As Holland celebrates its sesquicentennial and Hope College begins its 136th academic year, the department of history at Hope will be doing something new: offering a course on Dutch history.

The weekly, evening course will survey Dutch
history from the Middle Ages to the present. Areas of
concentration will include the age of Rembrandt, a time of
commercial and cultural achievement; religious developments;
and the Second World War. Each week will also be devoted to
issues in the contemporary Netherlands, such as drug
policies and euthanasia.

According to Dr. Albert Bell, professor of history
and chair of the department, this is the first time in at
least two decades that the department has offered a course
on Dutch history specifically. The college's department of
modern and classical languages has offered instruction in
the Dutch language for much of the college's history.

The history course's instructor, Dr.
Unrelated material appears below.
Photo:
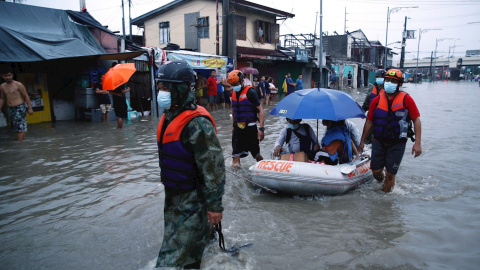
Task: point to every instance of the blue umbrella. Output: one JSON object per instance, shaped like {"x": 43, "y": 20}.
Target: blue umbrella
{"x": 318, "y": 103}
James
Kennedy, is new to the Hope faculty this fall and a
specialist in Dutch history. He sees the city's anniversary
as central to the decision to premiere the new course.

"I think there was a feeling that, especially in
Holland's sesquicentennial year, it might be appropriate to
offer a course in Dutch history," said Kennedy, who is an
assistant professor of history.

The course will meet Tuesday evenings from 7 p.m.
to 9:50 p.m. during the fall semester. Kennedy will give
the students an opportunity to examine 19th century Dutch
immigration patterns by having the students complete their
largest project using materials at the Joint Archives of
Holland concerning the immigration. The Joint Archives,
housed in the college's Van Wylen Library, is a joint
collection for Hope College, The Holland Historical Trust
and Western Theological Seminary.

"I thought this would be a wonderful opportunity
to have the students do something there," he said. "I think
it's an excellent resource."

In addition to his teaching duties, Kennedy is
also a research fellow with the college's A.C. Van Raalte
Institute for Historical Studies, which supports research
and writings on the history and heritage of the Holland
area. His work with the institute includes strengthening
its ties and contacts with scholars in the Netherlands,
developing its library of resource materials and helping to
enhance the institute's profile.

Kennedy was most recently at Valparaiso University
in Indiana, where he was a Lilly Fellow and lecturer in
history. He was previously at the University of Iowa, where
he completed his doctorate in 1995 and served as a teaching
assistant. His doctorate is in European history, and his
dissertation examined cultural change in the Netherlands
during the 1960s.

He earned a master's in religious studies from
Calvin College in 1988, and a bachelor's in international
affairs from Georgetown University in 1986.